Frowning deeply as I glared at the ceiling, I wrung my fingers high above my head while unfamiliar gloved hands prodded my abdomen.

“So, I’m going to take some blood just to be safe, so you can sit up, now, Katie.” Sitting up easily, I pulled down my shirt, and the female doctor patted my knee with a reassuring smile. “You’re not in danger of dying or anything. You have no fluid buildup or esophageal issues which could cause spontaneous vomiting. Hold out your arm for me, please.”

“How do you know it’s not a problem with, like, my intestines or something?” The doctor’s smile only widened, and she shook her head as she examined my arm.

“If it were intestinal, you wouldn’t be throwing up. You’d be in intense pain and have severe diarrhea. Thankfully for you, I had time to read over your medical files before you arrived, so I’m confident that whatever is wrong with you isn’t terminal. Most likely, the smell of raw ground beef just upset your stomach. Red meat has a lot more bacterial waste, which produces the distinct smell, and chicken has a relatively low chemical byproduct rate.”

“Oh... what does that even mean?” My dumb question filled my cheeks with heat, and I stared hard at my knees as she huffed a small laugh.

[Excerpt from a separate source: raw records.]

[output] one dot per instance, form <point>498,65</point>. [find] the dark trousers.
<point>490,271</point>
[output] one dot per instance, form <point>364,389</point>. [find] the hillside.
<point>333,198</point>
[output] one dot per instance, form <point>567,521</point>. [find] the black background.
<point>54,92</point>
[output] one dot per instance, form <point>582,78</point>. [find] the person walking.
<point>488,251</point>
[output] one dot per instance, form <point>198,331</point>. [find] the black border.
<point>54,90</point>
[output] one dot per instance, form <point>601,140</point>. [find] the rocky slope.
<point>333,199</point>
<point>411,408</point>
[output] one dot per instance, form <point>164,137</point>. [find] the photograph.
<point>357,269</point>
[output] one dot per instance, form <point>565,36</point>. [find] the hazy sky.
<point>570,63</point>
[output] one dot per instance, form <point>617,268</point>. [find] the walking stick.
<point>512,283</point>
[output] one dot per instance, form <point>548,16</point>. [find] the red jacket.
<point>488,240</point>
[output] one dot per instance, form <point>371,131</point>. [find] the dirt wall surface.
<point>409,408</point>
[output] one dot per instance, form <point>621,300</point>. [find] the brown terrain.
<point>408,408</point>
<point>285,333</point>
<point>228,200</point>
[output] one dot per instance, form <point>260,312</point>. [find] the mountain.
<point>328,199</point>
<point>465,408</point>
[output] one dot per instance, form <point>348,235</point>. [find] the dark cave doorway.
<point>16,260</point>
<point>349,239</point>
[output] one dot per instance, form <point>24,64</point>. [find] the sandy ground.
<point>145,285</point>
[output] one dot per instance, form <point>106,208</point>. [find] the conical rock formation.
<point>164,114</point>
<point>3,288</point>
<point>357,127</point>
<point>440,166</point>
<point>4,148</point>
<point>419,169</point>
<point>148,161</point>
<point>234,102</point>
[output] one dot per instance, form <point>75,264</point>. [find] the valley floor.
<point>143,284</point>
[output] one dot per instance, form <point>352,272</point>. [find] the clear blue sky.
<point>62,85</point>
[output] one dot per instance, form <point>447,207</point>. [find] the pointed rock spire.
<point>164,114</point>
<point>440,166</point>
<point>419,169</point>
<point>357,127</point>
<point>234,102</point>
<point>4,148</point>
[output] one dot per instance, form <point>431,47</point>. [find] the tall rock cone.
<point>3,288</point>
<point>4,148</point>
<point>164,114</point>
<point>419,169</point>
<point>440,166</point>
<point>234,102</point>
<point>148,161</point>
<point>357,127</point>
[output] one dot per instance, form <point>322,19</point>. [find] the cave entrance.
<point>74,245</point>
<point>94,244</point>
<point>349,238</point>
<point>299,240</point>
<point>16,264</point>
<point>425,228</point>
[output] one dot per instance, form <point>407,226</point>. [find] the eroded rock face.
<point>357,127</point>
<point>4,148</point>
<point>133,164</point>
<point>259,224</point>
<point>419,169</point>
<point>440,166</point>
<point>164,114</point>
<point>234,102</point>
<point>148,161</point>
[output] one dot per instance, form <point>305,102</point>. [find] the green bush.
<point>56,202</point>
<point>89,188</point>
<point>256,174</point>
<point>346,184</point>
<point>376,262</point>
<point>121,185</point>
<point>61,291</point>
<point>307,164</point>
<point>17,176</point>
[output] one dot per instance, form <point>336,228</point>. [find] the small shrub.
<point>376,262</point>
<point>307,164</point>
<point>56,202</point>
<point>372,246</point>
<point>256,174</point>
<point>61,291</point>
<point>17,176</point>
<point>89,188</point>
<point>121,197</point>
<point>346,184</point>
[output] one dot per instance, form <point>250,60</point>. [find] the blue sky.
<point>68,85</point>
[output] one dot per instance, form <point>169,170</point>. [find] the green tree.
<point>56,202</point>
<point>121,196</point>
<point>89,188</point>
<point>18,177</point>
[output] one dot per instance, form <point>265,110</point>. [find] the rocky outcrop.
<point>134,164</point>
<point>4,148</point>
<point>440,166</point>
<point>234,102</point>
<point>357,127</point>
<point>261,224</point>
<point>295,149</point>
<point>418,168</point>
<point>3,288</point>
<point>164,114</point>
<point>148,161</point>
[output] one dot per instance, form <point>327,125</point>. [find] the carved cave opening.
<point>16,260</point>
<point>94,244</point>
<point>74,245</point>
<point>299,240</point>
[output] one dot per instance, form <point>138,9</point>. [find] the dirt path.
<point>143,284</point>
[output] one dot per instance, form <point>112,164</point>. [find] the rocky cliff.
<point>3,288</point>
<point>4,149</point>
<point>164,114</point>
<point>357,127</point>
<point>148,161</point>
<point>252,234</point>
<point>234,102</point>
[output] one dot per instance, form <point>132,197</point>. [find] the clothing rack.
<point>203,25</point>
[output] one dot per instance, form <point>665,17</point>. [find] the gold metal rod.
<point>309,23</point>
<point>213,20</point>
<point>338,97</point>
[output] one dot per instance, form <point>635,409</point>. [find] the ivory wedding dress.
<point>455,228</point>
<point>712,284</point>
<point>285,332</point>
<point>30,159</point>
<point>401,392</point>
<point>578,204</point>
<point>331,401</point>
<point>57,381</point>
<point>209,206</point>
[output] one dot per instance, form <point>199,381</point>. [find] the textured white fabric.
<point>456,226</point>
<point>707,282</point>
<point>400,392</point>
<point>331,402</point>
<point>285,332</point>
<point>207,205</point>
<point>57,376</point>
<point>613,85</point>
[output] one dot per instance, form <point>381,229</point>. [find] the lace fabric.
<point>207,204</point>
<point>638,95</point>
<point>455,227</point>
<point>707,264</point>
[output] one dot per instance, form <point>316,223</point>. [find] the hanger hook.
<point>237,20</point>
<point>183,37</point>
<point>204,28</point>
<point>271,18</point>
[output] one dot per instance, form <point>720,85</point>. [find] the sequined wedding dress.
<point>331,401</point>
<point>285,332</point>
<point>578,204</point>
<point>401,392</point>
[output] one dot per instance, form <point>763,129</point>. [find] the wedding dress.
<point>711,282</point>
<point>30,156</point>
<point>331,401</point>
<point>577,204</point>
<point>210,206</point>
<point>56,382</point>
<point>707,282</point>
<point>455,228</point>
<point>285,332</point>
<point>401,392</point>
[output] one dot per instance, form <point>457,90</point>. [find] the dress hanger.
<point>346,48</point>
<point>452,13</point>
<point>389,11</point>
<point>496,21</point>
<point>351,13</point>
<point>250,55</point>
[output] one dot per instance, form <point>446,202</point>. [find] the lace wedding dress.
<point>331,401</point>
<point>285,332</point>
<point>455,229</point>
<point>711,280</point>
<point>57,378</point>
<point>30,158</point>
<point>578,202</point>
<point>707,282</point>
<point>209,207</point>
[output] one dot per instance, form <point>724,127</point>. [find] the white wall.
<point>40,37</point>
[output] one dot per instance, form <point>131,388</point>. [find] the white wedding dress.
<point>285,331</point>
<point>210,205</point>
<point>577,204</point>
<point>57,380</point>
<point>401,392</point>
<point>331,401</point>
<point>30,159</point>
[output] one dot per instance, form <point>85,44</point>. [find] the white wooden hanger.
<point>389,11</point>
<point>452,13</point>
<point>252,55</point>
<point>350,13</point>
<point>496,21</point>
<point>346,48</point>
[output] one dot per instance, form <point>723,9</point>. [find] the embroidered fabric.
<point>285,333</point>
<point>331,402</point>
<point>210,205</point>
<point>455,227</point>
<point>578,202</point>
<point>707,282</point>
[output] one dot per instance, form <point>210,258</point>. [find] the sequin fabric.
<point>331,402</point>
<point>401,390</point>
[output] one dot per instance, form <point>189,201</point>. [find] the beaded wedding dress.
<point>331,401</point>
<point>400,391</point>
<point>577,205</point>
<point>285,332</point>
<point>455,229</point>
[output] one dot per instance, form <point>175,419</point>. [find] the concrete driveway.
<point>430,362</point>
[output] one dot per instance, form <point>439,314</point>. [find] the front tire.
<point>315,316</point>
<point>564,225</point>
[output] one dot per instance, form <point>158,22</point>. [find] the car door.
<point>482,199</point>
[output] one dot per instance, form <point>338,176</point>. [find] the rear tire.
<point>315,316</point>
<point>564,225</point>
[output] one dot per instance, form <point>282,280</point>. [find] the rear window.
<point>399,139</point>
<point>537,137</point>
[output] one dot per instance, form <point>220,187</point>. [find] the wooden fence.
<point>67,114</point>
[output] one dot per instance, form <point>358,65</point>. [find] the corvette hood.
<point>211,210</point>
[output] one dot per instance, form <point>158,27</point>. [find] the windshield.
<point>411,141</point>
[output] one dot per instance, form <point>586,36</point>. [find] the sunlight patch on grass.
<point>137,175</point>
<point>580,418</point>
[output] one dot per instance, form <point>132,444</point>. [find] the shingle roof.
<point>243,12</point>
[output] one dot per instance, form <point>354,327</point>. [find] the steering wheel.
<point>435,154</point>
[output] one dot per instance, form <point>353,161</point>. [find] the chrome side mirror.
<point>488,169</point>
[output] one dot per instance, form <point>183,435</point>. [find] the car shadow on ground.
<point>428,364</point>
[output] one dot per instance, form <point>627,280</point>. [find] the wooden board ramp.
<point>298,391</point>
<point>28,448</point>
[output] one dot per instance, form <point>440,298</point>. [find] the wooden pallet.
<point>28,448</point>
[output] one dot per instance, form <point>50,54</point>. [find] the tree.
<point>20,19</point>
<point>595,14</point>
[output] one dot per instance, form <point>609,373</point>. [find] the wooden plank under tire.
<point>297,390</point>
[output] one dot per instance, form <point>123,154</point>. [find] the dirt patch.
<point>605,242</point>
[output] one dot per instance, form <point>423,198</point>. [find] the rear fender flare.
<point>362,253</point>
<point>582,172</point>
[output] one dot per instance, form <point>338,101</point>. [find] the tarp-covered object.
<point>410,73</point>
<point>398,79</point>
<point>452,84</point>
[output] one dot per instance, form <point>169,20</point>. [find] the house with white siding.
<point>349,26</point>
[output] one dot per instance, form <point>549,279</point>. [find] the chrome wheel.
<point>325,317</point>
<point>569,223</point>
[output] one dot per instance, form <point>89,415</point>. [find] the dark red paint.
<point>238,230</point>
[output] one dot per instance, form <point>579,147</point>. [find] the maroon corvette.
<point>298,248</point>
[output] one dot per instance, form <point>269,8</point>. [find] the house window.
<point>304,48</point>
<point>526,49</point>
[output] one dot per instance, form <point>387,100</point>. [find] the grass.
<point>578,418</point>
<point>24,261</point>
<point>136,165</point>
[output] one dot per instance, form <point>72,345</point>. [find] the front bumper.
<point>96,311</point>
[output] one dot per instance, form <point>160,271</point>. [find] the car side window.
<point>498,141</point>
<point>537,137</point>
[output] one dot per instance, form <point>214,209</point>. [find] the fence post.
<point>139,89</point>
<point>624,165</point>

“Red meat smells more strongly than chicken. You’re going to feel a little pinch. I’ll send this downstairs, and you should have the results in less than an hour.” Surprise jerked my head up, and I winced when she slid the needle into my skin. Sucking in a sharp breath, I tore my gaze off it as wooziness invaded my skull, and Brandon spoke up for the first time. His worry was evident all over the place, but he managed to keep his voice stable. I knew he must’ve been thinking all sorts of crazy things, though.

“Another perk of having money... you don’t have to wait a week for results.” Casting him a weak smile, I only nodded, and Brandon sat on the edge of the bed to grab my hand and hold tight. “If Julia is confident you’re okay, then it’ll be fine. She’s a great doctor.”

“And you’re a great patient, Brandon. I’ll go get this downstairs, and I’ll be in when the results are ready.” And just like that, the doctor was gone in a whirl of her white coat, and I heaved a huge breath. Slumping against Brandon, I closed my eyes as my own terrible fears floated up from the bowels of my mind.

“This sucks. I hope it can be fixed with, like, antibiotics or something. I hope they take my insurance.” Stroking my hair, Brandon kissed my crown at my mumble as he wrapped his free arm securely around me. “Maybe I was so mad at Mason that the smell made me throw up.”

Thinking of that call less than an hour ago still boiled my blood, and I exhaled harshly through my nose. Mason was slurring, screaming at me, asking how could I actually sleep with Brandon? I was supposed to want to wait for marriage but never go through with it. I was supposed to give Brandon a pill somehow that would induce a heart attack, just as I’d done before.

But the difference was that Brandon wasn’t guilty of ruining my life, and I wasn’t going to kill him. Loving him aside, I couldn’t live with myself if I killed someone who didn’t deserve it. Those bastards whom I had gotten rid of were abusers, rapists, and womanizers. Mason was going to try to go after an innocent man, not because of any other reason than that we’d had sex. He was so angry on the phone that, alcohol aside, he could barely talk, and he was going to ‘finish this hit himself.’